悪戯っ子のように、ぺろっと舌を出して瑠美は微笑んだ。


いつもなら、居酒屋なんかで、食べて、カラオケができるスナックや、バーなんかで二次会、そして、決まって12時には、シンデレラタイムでお開き、のパターンだが、今日はそうではないらしい。

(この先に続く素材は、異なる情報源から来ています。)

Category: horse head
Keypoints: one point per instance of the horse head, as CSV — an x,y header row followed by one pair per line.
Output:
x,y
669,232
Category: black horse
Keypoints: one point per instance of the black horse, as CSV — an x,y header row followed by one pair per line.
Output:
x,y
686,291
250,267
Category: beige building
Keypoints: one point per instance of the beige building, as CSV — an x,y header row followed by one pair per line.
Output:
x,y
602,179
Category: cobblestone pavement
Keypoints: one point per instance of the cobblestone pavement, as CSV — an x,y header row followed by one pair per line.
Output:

車。そういえば、誰かの車に乗せてもらうって、これまで、あったかなぁ。

誰か。。。。お父さんくらいしか、思いつかないや。


待ち合わせ場所まで、電車に揺られていく。

いつもは、現地集合のまゆだが、今日は、瑠美も一緒に電車に揺られていた。

「どんな車やろね。」

瑠美のわくわくする声が、子供っぽくて、可愛かった。

そこには、もう、ブラウンの車が止まっていた。

二人の姿を見つけるとすぐ、青木が、助手席から、降りてきた。

「まずは、腹ごしらえからね。」

と言って、チェーン店のラーメン屋で、食べた。

あたりは、もうすっかり闇に包まれてきている。

「じゃ、行こうか。」

青木の合図で、黒田がエンジンをかけた。


車はどんどん、走っていく。

いつもなら、くだらん親父ギャグで、一発笑かしてくれて、それから、今日何やってたか、とか、最近、なんか面白いこと見つけたか、なんて、取り止めのない話を、面白おかしく喋り出す青木が、一言も喋らない。

車の中ではサザンの曲が小さめの音で、響いていた。

「どこ行くの?」

と、瑠美が聞いても、

「ええとこ。」

と、少し笑って、答えるだけ。

車はどんどん、山の方へ向かい、あがっていく。

いつかどこかで見たテレビニュースが頭をよぎる。

もしや、これって、事件になったりするようなことじゃないよね・・・・・。

まゆは、一人で青ざめていたが、瑠美は、そんなまゆの気持ちとは、真逆。

まるで、遊園地で、何に乗ろうか、とはしゃいでいる子供のように、目をキラキラさせて、車窓から流れ来る景色に見いっていた。


車は、山の上の方まで来た。

待ってました、と言わんばかりの、夜景の見える駐車場で、静かに停った。

青木は、車のカセットを取り出して、自分のバックに入れていたものと、取り替えた。聞いたことのない、男性シンガーの、バラード曲が流れ始めた。

そして。彼は、語り始めた。

「まゆも、瑠美も、今、親元離れて、一人で、頑張ってる。

これまで、しんどい時、あったやろ。一人で、寂しいこともあったやろ。」

なんか、まゆには、お坊さんの説法のように、聞こえてきた。

青木の話は、まだまだ続く。延々続く。

黙って聞いていると、瑠美の頭が、下を向いていて、少し鼻を啜るような音も聞こえた。

(え?瑠美、泣いてる?)

ギョッとする、まゆを傍目に瑠美の嗚咽が、青木の声に反応するように、聞こえた。

これって。泣く場面なのかな。


まゆは。・・・・・女優だ。子供の時から。


自然と、瑠美の嗚咽に合わせるように、まゆの目からも、ぽたり、ぽたりと涙が溢れた。

長い長い、青木の話が終わる頃には、泣きすぎて、ちょっと、目と鼻が二人とも赤くなっていた。

よくわからない時間だった。

これは、まゆと、瑠美を元気づけるための、ドライブだったのだろうか?

夜景と、ちょっとエロティックな大人ムードの曲。

女を落とす?シチュエーション?

なんて、泣きながらも、頭の中では、ぼんやり考える。


二人が泣いて、青木の話が終わって。

青木は、またカセットを入れ替え、来るとき流れていたサザンの曲をかけた。

「さ、そろそろ帰ろうか。」

まゆの中に、その一言は、なんと、優しく響いたことか。


(やっと帰れる!)


瑠美は、この日のことを後々まで、素敵な夜だった、と思い返していた。

「そうだね。」

と、まゆは、笑ったけど、

ちっとも楽しくなかったことを、いまだに思い出す。


それは、誰にも内緒で、

きっとこの先、誰にもこの話をすることはないだろう

と、まゆは、思いながら、空を見上げた。